My partners and I are three foreigners. We don’t have a Turkish partner so you don’t need a local partner to make it work here, but again it comes back to my previous point; make sure you get a good lawyer & accountant who can guide you through the processes properly, from paying tax through to sorting out an employee’s SGK. The processes here are complicated and the fines are heavy so make sure you have a good guide helping you through the journey. A Turkish partner is of course helpful, but just remember that as a foreigner you will always be disadvantaged in a legal dispute with a local – so we are back again to ‘trust’!
How would you describe the state of VR in Turkey? What does the local market landscape look like?
Turkey missed out on the mobile phone industry because of a slow uptake which meant it was always a step behind other nations when it came to development. This was quite a blow to the tech industry here which prides itself as the fore-runner in terms of software development for the MENA region. Turkey has a huge population of highly talented software developers and engineers and that number is growing exponentially through educational and startup initiatives and investment.
Turkey, from a governmental and industry perspective, is very firm on not missing the boat with 3D printing, AR and VR. It’s ensuring that there is proper infrastructure in place, from incubation spaces, investment opportunities, both in the private and public sector, as well as education initiatives to push as much talent as possible towards a successful launch in these new tech areas.
There are quite a few all-out VR game initiatives that are coming out of Turkey, some of which you can already find on Steam, such as Hat Trick Header to Void Runner to Smell of Death. But, the far majority of development is for brands. Sadly, there is still a slight ‘catch up’ being played with branded VR experiences that seem to still be in the “Rollercoaster/ride a bike” level of VR immersion. VR developers are nearly 100% domestic in Turkey. We at Glitch for example won’t turn away a local client but don’t focus any energy in business generation within Turkey.

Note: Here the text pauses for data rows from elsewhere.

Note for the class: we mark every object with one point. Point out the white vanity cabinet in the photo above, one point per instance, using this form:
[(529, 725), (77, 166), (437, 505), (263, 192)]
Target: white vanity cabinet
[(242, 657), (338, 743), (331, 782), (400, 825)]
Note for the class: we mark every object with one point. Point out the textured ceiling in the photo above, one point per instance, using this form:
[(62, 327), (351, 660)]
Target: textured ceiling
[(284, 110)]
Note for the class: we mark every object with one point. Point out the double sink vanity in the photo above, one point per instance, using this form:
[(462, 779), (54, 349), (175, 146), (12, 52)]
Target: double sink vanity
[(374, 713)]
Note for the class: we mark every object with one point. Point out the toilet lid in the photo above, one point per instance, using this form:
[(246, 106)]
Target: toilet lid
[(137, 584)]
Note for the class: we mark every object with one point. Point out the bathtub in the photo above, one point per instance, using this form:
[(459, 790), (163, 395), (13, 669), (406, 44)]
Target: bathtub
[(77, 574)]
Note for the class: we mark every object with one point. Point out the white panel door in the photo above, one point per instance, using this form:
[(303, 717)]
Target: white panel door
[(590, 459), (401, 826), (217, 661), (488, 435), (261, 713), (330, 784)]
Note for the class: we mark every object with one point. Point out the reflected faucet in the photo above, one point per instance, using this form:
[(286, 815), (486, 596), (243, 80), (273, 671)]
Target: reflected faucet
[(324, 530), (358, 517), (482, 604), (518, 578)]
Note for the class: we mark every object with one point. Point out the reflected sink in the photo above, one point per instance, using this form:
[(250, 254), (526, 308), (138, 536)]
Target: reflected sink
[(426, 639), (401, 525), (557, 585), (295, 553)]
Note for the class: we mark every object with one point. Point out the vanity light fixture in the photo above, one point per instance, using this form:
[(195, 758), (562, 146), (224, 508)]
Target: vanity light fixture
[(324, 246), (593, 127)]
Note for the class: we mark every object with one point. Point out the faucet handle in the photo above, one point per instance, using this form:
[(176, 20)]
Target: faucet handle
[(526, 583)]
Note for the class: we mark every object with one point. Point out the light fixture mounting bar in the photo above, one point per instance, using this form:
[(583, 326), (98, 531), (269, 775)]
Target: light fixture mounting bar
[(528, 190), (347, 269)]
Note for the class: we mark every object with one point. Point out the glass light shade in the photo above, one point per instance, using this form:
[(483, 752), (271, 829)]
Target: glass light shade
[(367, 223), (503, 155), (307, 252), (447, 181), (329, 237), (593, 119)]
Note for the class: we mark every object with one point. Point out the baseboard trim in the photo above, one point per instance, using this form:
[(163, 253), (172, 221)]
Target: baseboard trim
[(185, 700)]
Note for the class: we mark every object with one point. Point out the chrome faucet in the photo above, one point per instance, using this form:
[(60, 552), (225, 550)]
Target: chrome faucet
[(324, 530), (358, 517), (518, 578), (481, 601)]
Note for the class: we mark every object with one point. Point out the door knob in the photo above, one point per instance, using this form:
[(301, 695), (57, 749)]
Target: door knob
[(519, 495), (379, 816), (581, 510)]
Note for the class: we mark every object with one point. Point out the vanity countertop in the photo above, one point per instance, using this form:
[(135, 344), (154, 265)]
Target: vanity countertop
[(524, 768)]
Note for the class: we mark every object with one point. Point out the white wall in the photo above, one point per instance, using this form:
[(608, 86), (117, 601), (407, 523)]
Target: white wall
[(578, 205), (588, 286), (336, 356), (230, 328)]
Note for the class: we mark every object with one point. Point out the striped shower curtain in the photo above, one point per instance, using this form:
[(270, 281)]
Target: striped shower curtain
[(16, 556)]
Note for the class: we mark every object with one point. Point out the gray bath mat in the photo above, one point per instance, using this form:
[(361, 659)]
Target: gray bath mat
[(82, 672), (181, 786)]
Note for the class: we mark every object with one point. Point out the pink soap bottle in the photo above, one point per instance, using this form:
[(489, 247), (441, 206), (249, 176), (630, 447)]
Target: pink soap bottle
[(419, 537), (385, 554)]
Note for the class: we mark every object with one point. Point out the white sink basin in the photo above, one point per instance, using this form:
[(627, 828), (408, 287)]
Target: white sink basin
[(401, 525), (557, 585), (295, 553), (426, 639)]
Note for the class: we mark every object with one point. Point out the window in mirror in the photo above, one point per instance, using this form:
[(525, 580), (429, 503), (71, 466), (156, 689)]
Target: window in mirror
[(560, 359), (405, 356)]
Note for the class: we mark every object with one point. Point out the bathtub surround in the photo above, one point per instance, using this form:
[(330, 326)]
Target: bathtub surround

2016 ended up being pretty full of unexpected events across the region. Turkey of course saw the failed coup attempt over the summer and the Brexit vote certainly shook many established outlooks on the European Economic Area. What kinds of effects have recent uncertainties had on your business?
With regards to the local uncertainties in Turkey, because we only work with foreign clients, mainly in Europe we are not seeing a negative effect on our bottom line. However we have noticed a shift in the general economic and hiring climate here in Turkey. Talent who typically freelance are looking for full-time jobs right now to weather this uncertain period. As well, a weaker lira makes selling into Europe while producing in Turkey more lucrative.